We get caught up in what we think other people think we should be. We get caught up in what we think we should be. We get caught up in everything that we aren't. We constantly fail to see anything about who we are and what our true potential is in life.

I remember a time when I didn't know what to do with myself in my free time. On my days off, I would spend crazy time running around, questing to find "things" I was sure I needed--almost like there was some hole in my life that I couldn't fill. I found myself in therapy trying to understand what that hole was and why I was so compelled to keep trying to fill it. The answers were complicated, and though I think the time was well spent, I seldom find myself going to that place in my soul where my little Sammi goes to the center section of grass in the trailer park I grew up in to contemplate my safety there and what it is I am really looking for. I think not too differently than my agnosticism, I find it a little hard to think of little Sammi without looking around to see if anyone is watching and calling me crazy under their breath. The short answer is, I probably am crazy.

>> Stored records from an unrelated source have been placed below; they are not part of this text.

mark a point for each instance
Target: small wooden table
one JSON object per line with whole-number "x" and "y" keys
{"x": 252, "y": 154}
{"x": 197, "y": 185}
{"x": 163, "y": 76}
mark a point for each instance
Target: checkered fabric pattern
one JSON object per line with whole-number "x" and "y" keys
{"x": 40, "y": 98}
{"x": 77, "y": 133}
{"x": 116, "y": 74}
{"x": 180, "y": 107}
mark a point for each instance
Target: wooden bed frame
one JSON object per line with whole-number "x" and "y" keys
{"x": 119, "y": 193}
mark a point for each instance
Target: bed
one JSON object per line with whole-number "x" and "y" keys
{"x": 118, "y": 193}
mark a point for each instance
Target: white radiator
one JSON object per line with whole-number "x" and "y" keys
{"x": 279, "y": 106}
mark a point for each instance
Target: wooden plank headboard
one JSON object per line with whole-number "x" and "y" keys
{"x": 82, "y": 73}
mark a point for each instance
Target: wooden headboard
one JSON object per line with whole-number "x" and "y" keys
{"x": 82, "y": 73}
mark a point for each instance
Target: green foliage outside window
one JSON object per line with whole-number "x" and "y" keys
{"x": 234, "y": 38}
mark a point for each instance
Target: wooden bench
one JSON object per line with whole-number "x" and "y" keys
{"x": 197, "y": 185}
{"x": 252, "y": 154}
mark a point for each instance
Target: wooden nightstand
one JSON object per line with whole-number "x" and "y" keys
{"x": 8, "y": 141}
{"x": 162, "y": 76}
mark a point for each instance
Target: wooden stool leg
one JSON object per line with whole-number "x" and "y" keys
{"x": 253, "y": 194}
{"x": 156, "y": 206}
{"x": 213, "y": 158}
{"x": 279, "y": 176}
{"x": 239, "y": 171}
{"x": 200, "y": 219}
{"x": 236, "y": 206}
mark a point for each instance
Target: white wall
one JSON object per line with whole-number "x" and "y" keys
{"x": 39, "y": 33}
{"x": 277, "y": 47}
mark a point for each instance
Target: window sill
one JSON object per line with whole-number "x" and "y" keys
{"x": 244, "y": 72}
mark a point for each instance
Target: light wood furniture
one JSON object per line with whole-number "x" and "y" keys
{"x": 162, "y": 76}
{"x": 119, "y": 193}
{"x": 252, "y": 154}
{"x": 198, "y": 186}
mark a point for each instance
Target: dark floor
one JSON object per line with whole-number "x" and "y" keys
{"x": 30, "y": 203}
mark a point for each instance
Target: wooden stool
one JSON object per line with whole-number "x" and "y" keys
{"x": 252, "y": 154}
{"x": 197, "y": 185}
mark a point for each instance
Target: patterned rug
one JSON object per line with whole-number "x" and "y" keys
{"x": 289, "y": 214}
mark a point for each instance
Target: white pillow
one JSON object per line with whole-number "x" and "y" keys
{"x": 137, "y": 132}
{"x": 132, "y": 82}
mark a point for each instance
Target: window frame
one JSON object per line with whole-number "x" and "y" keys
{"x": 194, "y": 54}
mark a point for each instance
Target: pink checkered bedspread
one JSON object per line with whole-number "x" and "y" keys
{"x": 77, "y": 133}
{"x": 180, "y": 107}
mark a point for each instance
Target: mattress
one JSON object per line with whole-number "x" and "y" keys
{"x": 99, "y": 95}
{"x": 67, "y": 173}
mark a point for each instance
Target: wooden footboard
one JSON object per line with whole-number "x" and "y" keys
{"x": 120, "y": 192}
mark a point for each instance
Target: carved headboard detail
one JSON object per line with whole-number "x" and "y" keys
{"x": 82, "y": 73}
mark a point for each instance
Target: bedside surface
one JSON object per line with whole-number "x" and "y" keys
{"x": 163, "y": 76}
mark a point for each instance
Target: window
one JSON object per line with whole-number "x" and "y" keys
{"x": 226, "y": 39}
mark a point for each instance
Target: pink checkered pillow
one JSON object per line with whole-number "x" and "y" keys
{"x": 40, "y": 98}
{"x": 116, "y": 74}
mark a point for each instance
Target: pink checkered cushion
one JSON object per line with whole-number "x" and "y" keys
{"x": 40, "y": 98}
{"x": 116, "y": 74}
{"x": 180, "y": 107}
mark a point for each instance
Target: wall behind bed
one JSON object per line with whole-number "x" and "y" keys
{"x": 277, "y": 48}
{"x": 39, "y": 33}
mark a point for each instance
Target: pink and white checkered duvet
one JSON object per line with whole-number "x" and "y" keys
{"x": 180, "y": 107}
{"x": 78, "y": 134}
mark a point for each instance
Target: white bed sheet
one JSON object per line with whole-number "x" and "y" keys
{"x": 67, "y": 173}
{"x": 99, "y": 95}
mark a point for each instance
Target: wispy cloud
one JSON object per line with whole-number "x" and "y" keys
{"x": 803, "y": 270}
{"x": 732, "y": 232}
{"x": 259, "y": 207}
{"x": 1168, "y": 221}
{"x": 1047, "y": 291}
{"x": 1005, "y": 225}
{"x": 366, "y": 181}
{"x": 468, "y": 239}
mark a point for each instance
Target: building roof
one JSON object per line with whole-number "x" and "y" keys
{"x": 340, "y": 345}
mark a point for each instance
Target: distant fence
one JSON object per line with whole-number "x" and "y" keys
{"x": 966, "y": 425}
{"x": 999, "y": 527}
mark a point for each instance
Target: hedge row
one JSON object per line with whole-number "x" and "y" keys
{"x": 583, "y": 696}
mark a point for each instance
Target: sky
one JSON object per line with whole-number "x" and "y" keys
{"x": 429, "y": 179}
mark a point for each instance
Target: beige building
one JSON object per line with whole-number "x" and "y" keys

I think I started to accept that craziness, and to understand that the hole was a life I had created out of all the things in which I had gotten caught up. Somehow, I was inspired to write a poem--somewhere between discovering the band Muse and the release of the last U2 album--and though I didn't openly acknowledge it, a part of me understood that was at least part of the hole. I'd lost my voice, and I hadn't even mourned it.

Sometimes, life comes to us by force. Sometimes we don't get to choose when it starts, or even where. The reality is that while we continue to be at war with who we are instead of embracing and accepting who we are, we can never live without someone else holding most of the cards--and usually the ones with what we believe to be all of the power.

It's easy for me to wax eloquence about all of this, because to a large degree, my life has changed through external forces. I wasn't brave enough to choose life. My husband found a job in an area that made my easy ebb and flow (whether happy or not) less easy. We moved at a time I thought it would be kind of unfair to start something new, only to turn around and leave again due to looming motherhood. It was a push toward deciding to do what I had been afraid to do for years--stop doing what was easy.

And while it's easy for me to say all of this, I still also want to say, why should anything or anyone have more power over your life, who you choose to be, and how you want to live than your soul? And the people who love and care for you the most know when your soul isn't being fed and when you are dying because of it. So arguing that you have a responsibility to them and you have to be solid and grounded is actually a big lie to them as much as it is to yourself. I would argue that nothing and no one knows what your true path should be more than your soul, and everything you do to run away from that steals from all of those people who love and count on you the most. There is so little authenticity in being tied to things that don't truly matter to you. You cheat everyone in trying to make a go of such lies.

Many times in recent years, terrible things have happened in my life. I have chosen to get swept away in the darkness of those things and to turn away from the opportunities they presented. I have chosen to ignore the messages in those things, because I was afraid to choose my soul over comfort and expectation. We all do it, and we often don't even realize we are doing it. We think we are making the responsible choices. We think we are doing the right thing. I'm still speculating, but I am beginning to think that when we ignore those messages, our souls start desperately trying all the harder to communicate to us, and we are open to a siege on our existence. After three long years at war, I was forced to put my sling and arrows down, or else I may never have found the courage to do so.

I am being forced to live. I am being forced to choose what I do from moment to moment. I am being forced to rebuild my life. The ultimate tabula rasa, on which I can write anything I like, and I can bring with me any part of my former life I might choose.

What am I going to do for a living? I don't know for sure yet. Maybe I'll live.